For me a key insight is that it's not necessarily possible for a brain to understand itself. Obviously there's a certain "capability floor" that a brain needs to have in order to understand a system of some complexity. A rat's brain is capable of understanding some systems, but it's definitely not sufficiently capable to understand a rat's brain. A human brain can understand various systems that are too complex for rats, but it's also finite in it's capabilities - and it's not totally certain that the inherent complexity of how human brains work is small enough to be understandable by human brains; perhaps it would take something more (e.g. brains augmented with tech or biologically enhanced or something totally alien) to properly understand how our brains work.
I see this a lot, but I don't think it's accurate. It's definitely not possible for a brain to completely understand itself, as in know the state of every neuron and how all of those states will evolve over time, but that absolutely doesn't preclude a very complete understanding.

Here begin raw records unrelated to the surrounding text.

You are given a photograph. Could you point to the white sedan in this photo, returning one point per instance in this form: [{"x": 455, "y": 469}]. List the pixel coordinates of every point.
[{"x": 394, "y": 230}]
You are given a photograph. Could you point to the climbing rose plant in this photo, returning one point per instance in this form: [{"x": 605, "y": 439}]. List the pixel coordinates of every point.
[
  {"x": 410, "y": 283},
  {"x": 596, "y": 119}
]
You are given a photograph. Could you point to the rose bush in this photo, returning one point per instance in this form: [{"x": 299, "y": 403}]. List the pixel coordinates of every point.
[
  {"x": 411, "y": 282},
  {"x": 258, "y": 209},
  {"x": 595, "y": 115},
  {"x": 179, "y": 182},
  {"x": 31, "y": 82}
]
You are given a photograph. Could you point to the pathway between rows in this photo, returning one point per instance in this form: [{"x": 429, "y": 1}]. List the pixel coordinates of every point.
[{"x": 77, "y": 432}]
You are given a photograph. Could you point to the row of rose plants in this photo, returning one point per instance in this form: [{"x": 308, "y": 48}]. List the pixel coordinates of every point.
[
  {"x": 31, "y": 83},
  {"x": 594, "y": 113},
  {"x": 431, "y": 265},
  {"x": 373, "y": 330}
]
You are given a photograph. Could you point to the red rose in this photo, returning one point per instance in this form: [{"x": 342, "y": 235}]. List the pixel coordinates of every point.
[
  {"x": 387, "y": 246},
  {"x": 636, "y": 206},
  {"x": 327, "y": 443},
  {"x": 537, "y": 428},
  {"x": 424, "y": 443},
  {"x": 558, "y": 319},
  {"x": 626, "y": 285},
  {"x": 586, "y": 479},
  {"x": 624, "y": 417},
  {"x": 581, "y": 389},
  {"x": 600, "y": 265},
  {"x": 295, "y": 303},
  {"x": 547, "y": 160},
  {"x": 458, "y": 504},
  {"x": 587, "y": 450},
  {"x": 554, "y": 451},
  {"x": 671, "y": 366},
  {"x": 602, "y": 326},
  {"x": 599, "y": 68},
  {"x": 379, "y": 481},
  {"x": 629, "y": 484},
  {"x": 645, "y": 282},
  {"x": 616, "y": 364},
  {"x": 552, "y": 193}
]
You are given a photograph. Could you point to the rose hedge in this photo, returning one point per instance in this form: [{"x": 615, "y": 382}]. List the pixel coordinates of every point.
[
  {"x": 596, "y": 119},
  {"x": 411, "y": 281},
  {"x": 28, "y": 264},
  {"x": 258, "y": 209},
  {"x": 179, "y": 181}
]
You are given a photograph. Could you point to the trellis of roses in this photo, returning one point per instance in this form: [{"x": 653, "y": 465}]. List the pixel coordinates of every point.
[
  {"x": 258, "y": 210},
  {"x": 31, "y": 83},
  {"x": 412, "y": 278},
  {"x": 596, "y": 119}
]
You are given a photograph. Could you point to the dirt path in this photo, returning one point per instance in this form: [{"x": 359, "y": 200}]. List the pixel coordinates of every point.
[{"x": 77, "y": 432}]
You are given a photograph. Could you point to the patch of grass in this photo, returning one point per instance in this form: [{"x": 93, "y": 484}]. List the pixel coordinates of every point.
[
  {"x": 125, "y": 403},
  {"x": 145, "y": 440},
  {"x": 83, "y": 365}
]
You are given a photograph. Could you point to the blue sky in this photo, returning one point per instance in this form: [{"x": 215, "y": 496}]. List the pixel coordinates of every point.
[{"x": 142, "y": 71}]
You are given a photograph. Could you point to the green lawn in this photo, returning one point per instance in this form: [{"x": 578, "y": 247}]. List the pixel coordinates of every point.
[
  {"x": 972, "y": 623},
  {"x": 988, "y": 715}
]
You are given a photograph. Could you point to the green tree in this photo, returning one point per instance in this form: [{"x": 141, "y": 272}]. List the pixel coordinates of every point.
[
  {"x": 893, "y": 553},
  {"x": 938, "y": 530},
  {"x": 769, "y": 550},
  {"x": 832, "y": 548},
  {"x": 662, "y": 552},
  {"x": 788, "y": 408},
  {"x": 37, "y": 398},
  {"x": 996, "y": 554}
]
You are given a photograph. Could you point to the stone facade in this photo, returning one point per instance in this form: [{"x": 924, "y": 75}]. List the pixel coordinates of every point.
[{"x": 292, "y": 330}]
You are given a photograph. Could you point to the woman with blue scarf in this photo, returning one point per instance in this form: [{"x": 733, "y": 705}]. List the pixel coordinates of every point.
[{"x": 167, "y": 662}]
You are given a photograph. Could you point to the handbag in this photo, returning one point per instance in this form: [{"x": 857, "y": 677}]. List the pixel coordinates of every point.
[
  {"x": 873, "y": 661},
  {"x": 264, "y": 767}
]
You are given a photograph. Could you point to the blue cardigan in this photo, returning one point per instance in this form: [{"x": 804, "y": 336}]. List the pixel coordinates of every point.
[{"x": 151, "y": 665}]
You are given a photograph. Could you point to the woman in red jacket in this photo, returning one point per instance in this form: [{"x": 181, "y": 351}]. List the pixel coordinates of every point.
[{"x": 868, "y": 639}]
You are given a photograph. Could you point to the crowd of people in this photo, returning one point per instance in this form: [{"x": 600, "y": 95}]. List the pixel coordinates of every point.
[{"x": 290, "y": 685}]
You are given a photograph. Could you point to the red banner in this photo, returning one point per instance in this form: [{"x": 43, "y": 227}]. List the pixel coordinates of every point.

The more we learn about the brain, the more it seems it is very friendly to a certain degree of abstraction. If it wasn't it wouldn't be able to turn sense data into world models so well!
Hmm, but perhaps we could manage to understand the brain and behavior of a fruitfly or even a mouse. The “self-conscious” tier is trivial recursion. Hofstadter has this right in “I Am A Strange Loop”.
Aside from the horrible phrasing, it's quite funny to think about, leading us to:
My brain thinks it is funny to think about how the brain doesn’t think the way the brain thinks the brain thinks.
In the same way that atoms don’t exactly work the way the atoms think the atoms work since, as Niels Bohr said, "A physicist is just an atom's way of looking at itself."
Reminds me of some comment I heard somewhere, about how the brain and the body don’t come with an instruction manual, and how it makes sense from an evolutionary perspective: we so far apparently haven’t needed to know how they work to use them well enough to survive.